Selection of validation indices in fast cross-validation algorithm

Sm00thix commented 5 months ago

Hi @parmentelat,

I have realized that there is a subtle error in my implementation of the fast cross-validation algorithm. In practice, the error has close to no effect but it does change the theoretical runtime of the algorithms explained in https://arxiv.org/abs/2401.13185 from Theta(NK(K+M)) to Theta(NK(K+M) + NP) where P is the number of cross-validation splits. The algorithms affected are the ones that compute training-set-wise X^T X (algorithm 2 only) and X^T Y.

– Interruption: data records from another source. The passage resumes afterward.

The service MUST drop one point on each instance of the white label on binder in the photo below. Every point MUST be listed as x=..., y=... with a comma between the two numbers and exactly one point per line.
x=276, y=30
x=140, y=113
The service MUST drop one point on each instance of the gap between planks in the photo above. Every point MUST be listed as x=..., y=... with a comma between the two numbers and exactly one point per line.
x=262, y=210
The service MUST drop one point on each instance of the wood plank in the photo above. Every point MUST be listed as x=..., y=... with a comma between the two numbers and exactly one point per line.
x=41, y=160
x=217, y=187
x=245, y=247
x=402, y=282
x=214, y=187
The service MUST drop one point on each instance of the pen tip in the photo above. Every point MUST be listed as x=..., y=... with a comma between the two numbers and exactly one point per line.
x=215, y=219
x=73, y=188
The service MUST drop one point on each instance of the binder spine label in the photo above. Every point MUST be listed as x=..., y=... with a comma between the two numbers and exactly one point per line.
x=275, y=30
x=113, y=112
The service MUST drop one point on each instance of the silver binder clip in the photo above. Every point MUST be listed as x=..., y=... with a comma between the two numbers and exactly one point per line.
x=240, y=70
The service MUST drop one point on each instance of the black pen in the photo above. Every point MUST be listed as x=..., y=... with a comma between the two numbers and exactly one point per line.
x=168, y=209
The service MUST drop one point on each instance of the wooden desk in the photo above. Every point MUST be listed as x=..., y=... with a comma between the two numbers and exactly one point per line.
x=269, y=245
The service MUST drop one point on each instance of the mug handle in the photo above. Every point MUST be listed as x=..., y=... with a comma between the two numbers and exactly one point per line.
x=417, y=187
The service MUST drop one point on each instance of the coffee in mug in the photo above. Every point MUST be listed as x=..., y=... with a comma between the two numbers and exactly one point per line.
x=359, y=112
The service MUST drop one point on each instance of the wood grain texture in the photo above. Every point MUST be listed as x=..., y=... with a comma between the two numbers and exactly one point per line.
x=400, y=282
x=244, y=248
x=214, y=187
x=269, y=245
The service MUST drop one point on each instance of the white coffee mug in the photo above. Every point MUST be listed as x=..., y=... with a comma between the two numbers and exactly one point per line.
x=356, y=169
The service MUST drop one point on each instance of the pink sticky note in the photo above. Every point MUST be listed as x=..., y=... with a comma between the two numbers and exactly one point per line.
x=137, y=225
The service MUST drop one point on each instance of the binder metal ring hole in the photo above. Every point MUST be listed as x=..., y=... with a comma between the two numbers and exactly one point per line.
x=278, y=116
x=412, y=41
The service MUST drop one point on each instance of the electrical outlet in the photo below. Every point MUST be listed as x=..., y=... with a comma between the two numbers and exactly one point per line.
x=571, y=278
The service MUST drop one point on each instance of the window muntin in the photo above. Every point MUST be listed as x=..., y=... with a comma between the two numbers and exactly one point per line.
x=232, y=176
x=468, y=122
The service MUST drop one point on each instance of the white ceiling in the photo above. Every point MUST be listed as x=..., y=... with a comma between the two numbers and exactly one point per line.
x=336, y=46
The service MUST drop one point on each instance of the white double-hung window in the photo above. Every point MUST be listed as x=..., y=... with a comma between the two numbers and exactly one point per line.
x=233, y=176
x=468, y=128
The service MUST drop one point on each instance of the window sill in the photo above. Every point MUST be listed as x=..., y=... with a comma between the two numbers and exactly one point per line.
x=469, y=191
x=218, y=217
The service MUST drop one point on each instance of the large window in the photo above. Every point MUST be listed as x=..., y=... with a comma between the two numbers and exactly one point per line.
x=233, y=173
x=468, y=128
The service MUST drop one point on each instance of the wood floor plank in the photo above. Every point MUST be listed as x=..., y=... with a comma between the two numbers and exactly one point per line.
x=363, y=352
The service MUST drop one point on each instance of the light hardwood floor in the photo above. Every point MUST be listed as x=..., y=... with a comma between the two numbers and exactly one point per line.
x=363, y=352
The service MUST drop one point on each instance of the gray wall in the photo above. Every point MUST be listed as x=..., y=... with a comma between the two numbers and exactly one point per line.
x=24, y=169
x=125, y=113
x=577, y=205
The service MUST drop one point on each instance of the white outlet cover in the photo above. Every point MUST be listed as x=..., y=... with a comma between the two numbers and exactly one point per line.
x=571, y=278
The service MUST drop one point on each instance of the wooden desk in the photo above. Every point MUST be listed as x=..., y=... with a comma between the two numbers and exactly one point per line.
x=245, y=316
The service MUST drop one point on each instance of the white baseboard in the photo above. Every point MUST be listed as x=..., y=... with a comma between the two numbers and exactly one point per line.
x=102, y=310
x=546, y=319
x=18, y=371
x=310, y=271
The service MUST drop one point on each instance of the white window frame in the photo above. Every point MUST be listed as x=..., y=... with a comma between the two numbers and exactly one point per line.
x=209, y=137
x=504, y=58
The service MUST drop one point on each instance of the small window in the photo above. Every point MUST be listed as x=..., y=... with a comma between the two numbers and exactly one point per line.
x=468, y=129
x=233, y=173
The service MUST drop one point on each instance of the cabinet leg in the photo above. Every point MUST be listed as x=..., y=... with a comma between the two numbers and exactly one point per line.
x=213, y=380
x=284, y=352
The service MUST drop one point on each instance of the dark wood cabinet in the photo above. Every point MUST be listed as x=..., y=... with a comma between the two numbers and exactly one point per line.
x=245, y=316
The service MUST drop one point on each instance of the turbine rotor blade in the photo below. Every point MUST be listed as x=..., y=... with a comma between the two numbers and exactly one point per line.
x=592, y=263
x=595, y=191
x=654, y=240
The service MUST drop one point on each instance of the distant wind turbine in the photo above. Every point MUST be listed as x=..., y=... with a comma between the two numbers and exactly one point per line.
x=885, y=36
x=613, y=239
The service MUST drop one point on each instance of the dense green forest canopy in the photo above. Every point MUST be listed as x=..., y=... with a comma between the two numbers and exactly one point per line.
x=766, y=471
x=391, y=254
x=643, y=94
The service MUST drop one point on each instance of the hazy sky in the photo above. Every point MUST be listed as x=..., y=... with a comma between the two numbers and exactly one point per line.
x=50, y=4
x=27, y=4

The error arises due to the selection of validation-indices which, for each cross-validation split, I construct a boolean mask of length N specifying the validation set. This takes NP time. I have implemented a solution that does not construct a boolean mask of length N for each split. Instead, the new solution constructs for each validation split a list of length N_val, specifying indices into X and Y corresponding to the validation set for the current split. This restores the asymptotic runtime to Theta(NK(K+M)).

In practice this change does not really have an impact on the running due to the practical constants hidden by the Theta-notation. As a practical test, I re-ran the most extreme example in the benchmarks, that is time_pls.py -model fastnp2 -n 1000000 -k 500 -m 10 -n_components 30 -n_splits 1000000 -n_jobs -1 and found that the change in runtime is so small that it is not even visible on the graph.

Additionally, a side-effect of my proposed solution is that the argument cv_splits to ikpls.fast_cross_validation.numpy_ikpls.PLS.cross_validate can now be any iterable of hashable (due to the internal usage of dictionaries) instead of just integer arrays. This allows a user to define their cross-validation splits using, e.g., strings if they like. However, it no longer sorts the validation splits. Instead, the resulting metrics will be sorted according to the first occurence of each unique validation split in cv_splits.

I have updated the tests and doc strings to reflect these changes.

I do apologize for any disruption of your work in relation to the review at https://github.com/openjournals/joss-reviews/issues/6533

My questions are: 1) Will you accept these changes to the code? 2) Will you accept the timings.png as is or do you require that I rerun the benchmarks related to the fast cross-validation algorithms?

The changes are reflected in https://github.com/Sm00thix/IKPLS/commit/9efdc1af22049cf6065b15bdf280b1ad761895cb with a small update in https://github.com/Sm00thix/IKPLS/commit/d4b16a6b92a71782e565a5481e8fc4680ccd4318 and https://github.com/Sm00thix/IKPLS/commit/697cc4812af4343b2d3b82606b92f66bc8da1f04

I also wonder if adding the option to return the order, in which cross-validation was performed, would improve usability. Do you have any comment to this?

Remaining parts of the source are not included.